Night vision technology works on either heat or light. Thermal cameras focus on heat sources but they don’t penetrate glass, so you can’t use them from inside a pilothouse. Other cameras amplify ambient light with differing degrees of success. A new take on night vision is the SiOnyx Aurora, a camera with an ultra-low-light infrared sensor that provides color vision in the dark. (You can use it in the monochrome mode as well, but the color really helps orient you.)
Weighing just under eight ounces and sized for easy onehanded operation, the $800 Aurora has three modes: Daylight, Twilight and Night. The first two amplify visible light while the Night mode uses an infrared sensor. The Aurora must be focused manually (due to the low light nature) and would benefit from a continuous zoom rather than a stepped click zoom. Backlighting on the function icons would be handy, too, as you switch between video, stills, and settings. Why use a flashlight to blow your night
vision just to change the mode?
You can pair the Aurora with iOS and Android devices to watch real-time images on their screens or record for later, and you can also control the camera from your phone. Waterproof to IP67 standards, the Aurora has a built-in GPS, compass and Wi-Fi capabilities and takes nice stills and video in bright sunlight. Best of all, you don’t need to step outside to use it because it works through the glass. Understanding what’s out there in the dark just got a whole lot easier.
Simrad Halo 4 Radar
Nothing delivers magical “sight” like radar that sees through fog, darkness, and rain. Although radar isn’t new, there have been so many improvements on the basic concept that today’s systems almost seem like a bit of voodoo.
Take Simrad’s new Halo 4 that has a 64-nautical-mile range and simultaneously shows you what’s 20 feet ahead (with a 4-foot open array antenna). This solid-state pulse compression radar has a Dual Range mode so you can split the screen to view weather and vessels in the distance and upcoming channel markers at the same time. It can pick up a piling even as you nearly poke it with your pulpit because it has no “main bang” that blind spot created for in-close navigation due to the time delay between when each pulse starts and ends.

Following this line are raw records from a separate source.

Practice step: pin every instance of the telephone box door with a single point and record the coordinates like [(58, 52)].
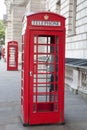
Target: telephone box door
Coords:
[(12, 55), (46, 60)]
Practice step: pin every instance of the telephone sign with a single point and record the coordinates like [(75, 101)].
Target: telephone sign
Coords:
[(42, 73)]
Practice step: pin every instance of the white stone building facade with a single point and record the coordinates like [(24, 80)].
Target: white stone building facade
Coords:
[(75, 12)]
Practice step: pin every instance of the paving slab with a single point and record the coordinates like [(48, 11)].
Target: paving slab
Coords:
[(75, 106)]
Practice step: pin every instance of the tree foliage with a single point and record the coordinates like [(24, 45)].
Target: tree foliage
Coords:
[(2, 32)]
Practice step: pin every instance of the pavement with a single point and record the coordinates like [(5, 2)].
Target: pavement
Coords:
[(75, 106)]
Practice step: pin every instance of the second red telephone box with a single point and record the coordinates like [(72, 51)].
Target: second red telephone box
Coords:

The VelocityTrack feature is a motion-tracking Doppler upgrade so you can watch storm cells, and the beam sharpening capability provides enhanced separation between small or distant targets. You can find birds with this radar, and where there are birds, there are fish.
A brushless motor and helical gear train ensure a fast, quiet operation so the updates are frequent and there’s no overhead buzzing. The Halo 4 is ready to go in fewer than 30 seconds from a cold start (versus the normal two minutes), and its emissions are so low that it’s been dubbed “huggable”. I’m not going to hug it, but I’m just saying you could.
Raymarine ClearCruise AugmentedReality (AR)
If you’ve ever strained your eyes searching for that buoy on the horizon and then tried to match it back to what you see on your chartplotter, ClearCruise AR is for you.
Supported by Raymarine’s CAM210 HD cameras and Axiom multifunction displays (MFDs), this augmented reality overlays navigation markers, automatic identification (AIS) traffic, and user-entered waypoints onto real-time high-definition video. At a glimpse, you know exactly which ship is heading your way and where to find channel markers leading to the harbor.
Color-coded labels provide identification, status and risk assessment for AIS targets and clearly show the number and color of that buoy bobbing in the hazy sun ahead. The AR200 video stabilization module includes a GPS/GNSS sensor and an attitude heading reference sensor (AHRS) so the labels move with your boat for easy heads-up recognition. The camera and stabilization module add about $1,200 to an Axiom MFD running Raymarine’s LightHouse 3.7 software, but once you’ve seen ClearView AR, you’ll wonder how you got along without it.